Я только что дочитал одну из самых грустных историй в жизни. О художнике — богатом, знатном, талантливом. Он стал знаменитым еще в молодости, но был несчастнейшим из людей, потому что его никто не любил из-за его физического уродства. Пьянство сгубило его рано, отняв у него последние силы. В темных шумных кафе Монмартра он встречался с Ван Гогом, Золя, Оскаром Уайльдом, Дега, Дебюсси. С восемнадцати лет он жил той жизнью, о которой мечтают все интеллектуалы. Он никогда не пользовался своим богатством и общественным положением, чтобы унижать других людей, но его истосковавшееся по нежности сердце ни разу не получило ни крошки искренней любви. В определенном смысле он очень похож на меня. Художник Анри Тулуз-Лотрек, чью жизнь замечательно описал Пьер Ламюр па четырехстах пятидесяти страницах «Мулен-Руж». Я никогда не забуду эту книгу.

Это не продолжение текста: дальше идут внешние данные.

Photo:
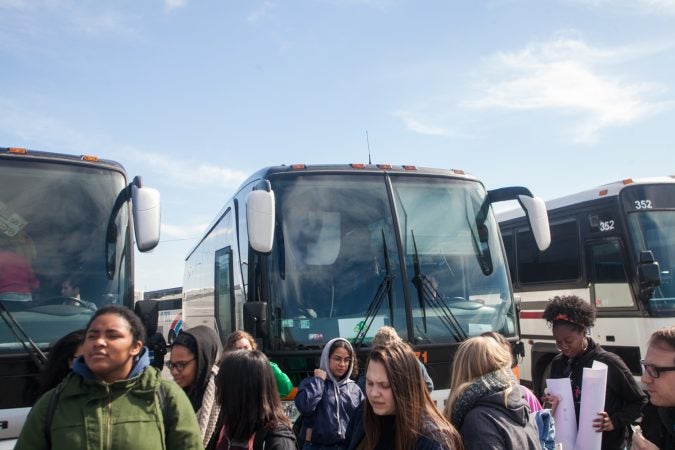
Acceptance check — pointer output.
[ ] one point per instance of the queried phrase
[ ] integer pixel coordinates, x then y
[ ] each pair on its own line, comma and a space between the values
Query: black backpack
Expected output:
157, 346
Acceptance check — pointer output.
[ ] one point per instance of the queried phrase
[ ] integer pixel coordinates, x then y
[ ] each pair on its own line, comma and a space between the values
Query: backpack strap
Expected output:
161, 397
259, 439
51, 410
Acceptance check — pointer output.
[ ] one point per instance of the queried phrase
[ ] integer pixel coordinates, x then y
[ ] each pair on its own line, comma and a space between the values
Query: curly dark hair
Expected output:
571, 310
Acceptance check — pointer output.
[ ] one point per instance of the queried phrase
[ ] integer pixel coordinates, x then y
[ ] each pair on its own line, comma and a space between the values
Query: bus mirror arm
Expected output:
147, 216
649, 274
535, 210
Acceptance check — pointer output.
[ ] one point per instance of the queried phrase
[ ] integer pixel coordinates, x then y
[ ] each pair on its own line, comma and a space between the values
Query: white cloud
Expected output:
189, 173
27, 126
175, 232
173, 4
647, 7
567, 75
264, 11
418, 126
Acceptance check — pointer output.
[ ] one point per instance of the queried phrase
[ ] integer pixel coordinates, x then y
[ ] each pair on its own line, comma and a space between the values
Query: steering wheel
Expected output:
64, 300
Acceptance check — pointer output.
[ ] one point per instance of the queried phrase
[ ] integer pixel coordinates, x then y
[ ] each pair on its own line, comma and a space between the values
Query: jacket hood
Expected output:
208, 348
516, 407
281, 432
325, 363
141, 362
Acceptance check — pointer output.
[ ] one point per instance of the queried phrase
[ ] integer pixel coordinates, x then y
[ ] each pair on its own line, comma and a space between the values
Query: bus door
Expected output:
608, 282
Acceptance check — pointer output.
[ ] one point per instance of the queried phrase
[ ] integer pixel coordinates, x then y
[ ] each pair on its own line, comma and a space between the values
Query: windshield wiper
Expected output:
427, 293
22, 337
384, 287
480, 235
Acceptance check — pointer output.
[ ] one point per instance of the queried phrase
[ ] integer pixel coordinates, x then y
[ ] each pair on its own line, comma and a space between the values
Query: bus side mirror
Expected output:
649, 273
255, 319
538, 218
146, 213
260, 218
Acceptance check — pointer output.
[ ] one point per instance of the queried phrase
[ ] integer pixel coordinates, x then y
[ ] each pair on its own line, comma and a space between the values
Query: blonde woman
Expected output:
485, 404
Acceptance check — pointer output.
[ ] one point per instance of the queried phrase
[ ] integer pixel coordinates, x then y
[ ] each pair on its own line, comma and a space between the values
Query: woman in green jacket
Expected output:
241, 340
113, 399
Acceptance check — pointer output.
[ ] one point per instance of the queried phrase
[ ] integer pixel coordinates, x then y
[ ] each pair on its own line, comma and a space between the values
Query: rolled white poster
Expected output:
593, 389
565, 417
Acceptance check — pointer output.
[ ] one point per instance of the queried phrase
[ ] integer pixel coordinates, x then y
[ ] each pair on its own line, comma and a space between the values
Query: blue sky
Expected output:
194, 95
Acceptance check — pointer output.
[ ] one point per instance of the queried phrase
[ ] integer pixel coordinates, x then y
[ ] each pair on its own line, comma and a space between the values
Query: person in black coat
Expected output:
486, 403
398, 413
658, 416
251, 412
570, 317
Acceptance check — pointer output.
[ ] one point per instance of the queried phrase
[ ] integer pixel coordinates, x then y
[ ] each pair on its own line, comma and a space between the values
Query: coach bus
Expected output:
62, 217
613, 246
302, 254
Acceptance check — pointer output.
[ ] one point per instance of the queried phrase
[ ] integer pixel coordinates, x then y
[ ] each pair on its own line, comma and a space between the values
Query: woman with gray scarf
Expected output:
485, 403
328, 399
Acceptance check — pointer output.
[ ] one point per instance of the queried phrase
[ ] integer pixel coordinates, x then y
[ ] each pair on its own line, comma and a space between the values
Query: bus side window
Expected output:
610, 288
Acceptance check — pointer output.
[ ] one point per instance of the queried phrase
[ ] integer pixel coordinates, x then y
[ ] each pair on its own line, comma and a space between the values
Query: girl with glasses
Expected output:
328, 399
194, 354
570, 318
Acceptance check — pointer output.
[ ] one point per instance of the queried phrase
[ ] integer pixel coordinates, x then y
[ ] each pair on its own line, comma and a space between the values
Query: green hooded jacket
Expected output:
124, 415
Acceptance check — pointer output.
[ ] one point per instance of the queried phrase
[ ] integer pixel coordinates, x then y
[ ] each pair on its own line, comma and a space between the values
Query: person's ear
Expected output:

Пауло по-прежнему много читал, но теперь, сочиняя, по своему обыкновению, на каждую книгу маленькую рецензию, сопровождал ее особым значком, как это делают профессиональные критики. В его системе одна звездочка означала «плохо», две — «хорошо», три — «замечательно», а четыре — «гениально». На одной июньской странице дневника Пауло удивляется числу книг, прочитанных за последнее время. «Я побил все рекорды: читаю одновременно четыре книги. Дальше так не пойдет». И читал он при этом отнюдь не пустые книжонки. На его ночном столике лежали «Преступление и наказание» Достоевского; «Страх и трепет» Кьеркегора; «Для нервных и тревожных» — медицинский справочник Дэвида Херолда Финка; «Шедевры мировой поэзии» — антология Сержа Милье; и «Панорама бразильского театра» Сабато Магалди.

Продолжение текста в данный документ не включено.